Augmented reality is being hailed the next big thing on mobile devices, for everything from gaming to checking out house prices; point a smartphone running Yelp at a city street and the Monocle feature gives you reviews and ratings for the businesses there.
Google Goggles can do much the same thing but Goggles product manager Shailesh Nalawadi isn't that interested in AR: "We don't really see ourselves as working on augmented reality; we are working on visual search."
That's the way humans work, he points out, so it only makes sense for search to work visually. "80% of information is consumed visually, and not through any of the other senses. Why is it you have to translate and transcribe what you see into words?"
Although Nalawadi is realistic about what you can do with a phone camera today ("Image recognition is really hard although there's no shortage of Hollywood movies that show this as already achieved!"), he doesn't think we need location-aware spectacles or the digital contact lenses predicted to be on sale by 2020; as the name Goggle suggests, the phone is the viewer.
"You have these really fast computers that we all carry around in our pockets, that have capabilities you wouldn't have had in desktops a mere five or 10 years ago," he says.
"Of course, no matter how powerful these devices are, computer vision has a way of taking up all the CPU cycles you have so Goggles take care of the heavy lifting over in the cloud."
That only works because of mobile broadband connections and while Nalawadi calls the three to eight seconds recognition time that Goggles usually takes "pretty phenomenal" he admits "we also realise it is not enough because people's attention spans are really short."
Far from finished
Goggles is the fruit of three to five years of research and it's far from finished, he says.
"We struggled and we built this thing where you can move your camera, point it at an object and have it come back and tell you what it is that it's looking at. The reality is we're really far from that state."
What Nalawadi wants to do is much more ambitious than just layering information about where you are on screen; he wants visual search that can deal with the whole world.
"Primarily, he explains, "it's about extending the recognition capabilities of our computers. Right now we have a very narrow set of tens of millions of objects that we recognise but the world is much larger than tens of millions of objects and it's a phenomenal effort to try and get this info into our database and recognise it."
SEE AND SEARCH: Goggles treats landmarks like logos and barcodes; it tells you what you're looking at and brings up search results
Over time Goggles will recognise plants and chess games, and soon it will translate text on things you see.
Making the database of images Goggles can match bigger is only the start. There's the basic search problem: "We are spending a lot of time on search quality; when there is a successful match, what are the relevant results that need to come back?"
A broader problem
But Nalawadi also wants to tackle the much broader problem. "Currently there is this notion that augmented reality is all about the display of curated geodata. I think there's way more information in that scene and you really need image recognition overlaid on top of this to give more information of what is going on around you."

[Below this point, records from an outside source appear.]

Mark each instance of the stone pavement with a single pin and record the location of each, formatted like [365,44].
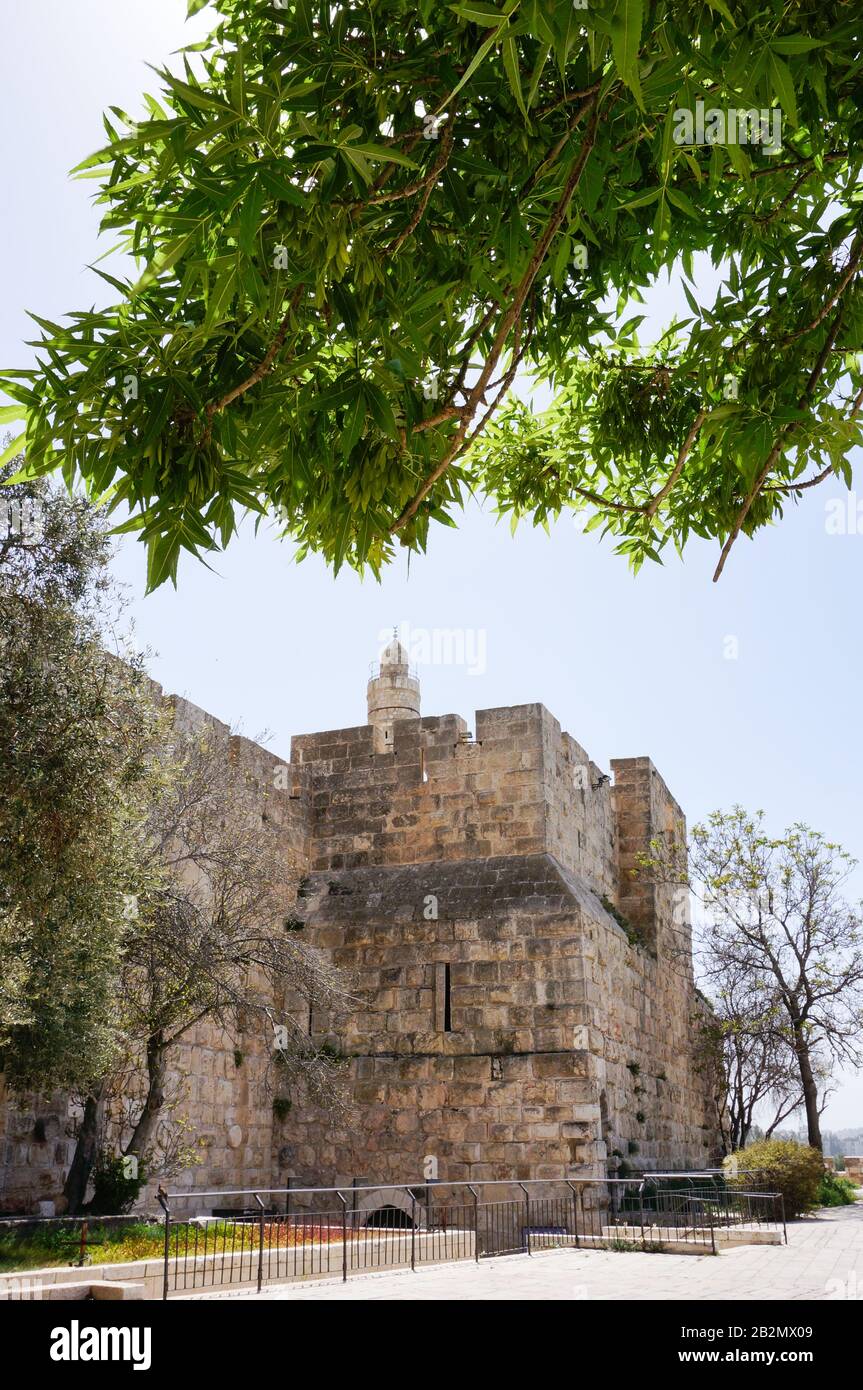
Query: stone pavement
[823,1260]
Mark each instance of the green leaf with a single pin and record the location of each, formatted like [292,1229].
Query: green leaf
[11,451]
[796,43]
[381,410]
[783,88]
[510,63]
[478,13]
[381,153]
[626,39]
[164,260]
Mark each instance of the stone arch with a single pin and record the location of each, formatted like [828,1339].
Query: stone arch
[368,1204]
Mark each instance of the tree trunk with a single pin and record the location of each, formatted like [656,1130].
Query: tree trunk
[148,1122]
[810,1090]
[86,1150]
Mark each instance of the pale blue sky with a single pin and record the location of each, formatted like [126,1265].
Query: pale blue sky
[627,665]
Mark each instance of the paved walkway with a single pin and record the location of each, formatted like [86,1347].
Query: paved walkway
[823,1260]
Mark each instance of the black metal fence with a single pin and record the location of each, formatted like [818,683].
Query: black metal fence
[307,1233]
[250,1239]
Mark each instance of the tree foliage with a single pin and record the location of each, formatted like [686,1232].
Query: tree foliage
[780,950]
[781,1166]
[74,720]
[356,224]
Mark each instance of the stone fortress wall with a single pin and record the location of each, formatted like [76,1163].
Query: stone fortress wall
[521,1004]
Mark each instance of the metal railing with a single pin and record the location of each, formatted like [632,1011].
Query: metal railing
[284,1235]
[255,1237]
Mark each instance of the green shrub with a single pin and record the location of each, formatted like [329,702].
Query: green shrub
[792,1169]
[113,1191]
[837,1191]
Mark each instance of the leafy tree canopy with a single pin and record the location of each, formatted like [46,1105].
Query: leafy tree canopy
[356,224]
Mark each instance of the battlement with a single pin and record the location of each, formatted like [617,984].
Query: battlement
[416,788]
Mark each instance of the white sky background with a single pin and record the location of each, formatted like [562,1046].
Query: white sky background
[628,666]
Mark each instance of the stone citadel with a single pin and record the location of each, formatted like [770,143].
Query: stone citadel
[521,1000]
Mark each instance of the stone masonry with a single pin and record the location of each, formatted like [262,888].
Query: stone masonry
[521,1001]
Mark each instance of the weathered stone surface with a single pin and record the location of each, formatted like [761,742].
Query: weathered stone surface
[503,1023]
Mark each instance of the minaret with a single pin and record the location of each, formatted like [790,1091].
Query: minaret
[392,694]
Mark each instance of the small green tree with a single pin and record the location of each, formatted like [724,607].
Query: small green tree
[792,1169]
[74,723]
[778,948]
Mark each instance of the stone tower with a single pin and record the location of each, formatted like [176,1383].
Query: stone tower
[393,694]
[521,1002]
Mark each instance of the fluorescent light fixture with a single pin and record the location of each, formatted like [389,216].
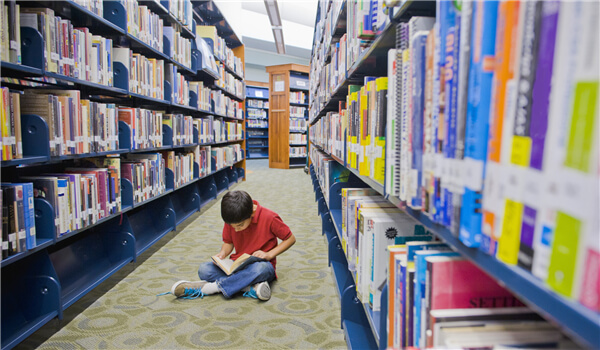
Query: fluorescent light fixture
[278,35]
[273,12]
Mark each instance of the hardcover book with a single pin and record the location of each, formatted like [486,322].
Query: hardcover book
[231,266]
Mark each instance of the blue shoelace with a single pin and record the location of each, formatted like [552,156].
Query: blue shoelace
[191,293]
[251,294]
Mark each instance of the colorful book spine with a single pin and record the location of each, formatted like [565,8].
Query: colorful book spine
[515,211]
[577,182]
[507,49]
[418,47]
[534,144]
[479,101]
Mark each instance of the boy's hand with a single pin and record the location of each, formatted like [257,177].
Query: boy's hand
[262,255]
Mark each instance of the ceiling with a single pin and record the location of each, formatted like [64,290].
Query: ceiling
[251,23]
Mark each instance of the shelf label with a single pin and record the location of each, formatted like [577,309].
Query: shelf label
[473,173]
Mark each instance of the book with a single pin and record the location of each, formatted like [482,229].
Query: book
[230,266]
[394,251]
[507,54]
[477,119]
[453,282]
[420,288]
[538,125]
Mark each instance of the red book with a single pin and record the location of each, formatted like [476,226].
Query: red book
[456,283]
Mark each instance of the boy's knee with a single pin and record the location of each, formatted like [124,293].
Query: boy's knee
[204,270]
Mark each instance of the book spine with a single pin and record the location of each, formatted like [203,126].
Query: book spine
[514,208]
[538,127]
[485,17]
[418,77]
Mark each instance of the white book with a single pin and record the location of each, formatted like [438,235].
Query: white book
[563,74]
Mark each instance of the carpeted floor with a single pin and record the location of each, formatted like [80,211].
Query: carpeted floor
[125,312]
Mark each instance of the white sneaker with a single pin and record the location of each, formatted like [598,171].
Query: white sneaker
[263,290]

He also thinks image recognition will make the augmented reality experience better than the approximate position today's smartphones can calculate.
"To solve augmented reality, you need to have an extremely accurate location. The current method of extraction from handsets are really insufficient and in my view it leads to a poor user experience where you're looking in this direction and the app thinks you're looking over there - we really we need to crack that nut before augmented reality apps becomes interesting.
"We think computer vision is the solution to that; we can use computer vision techniques to supplement that data that's coming from the handset."
That kind of recognition would get away from the need for everywhere you go to have been mapped and annotated for augmented reality in advance; instead of telling you what is supposed to be where it thinks you are, a future version of Goggles would tell you what you're actually looking at.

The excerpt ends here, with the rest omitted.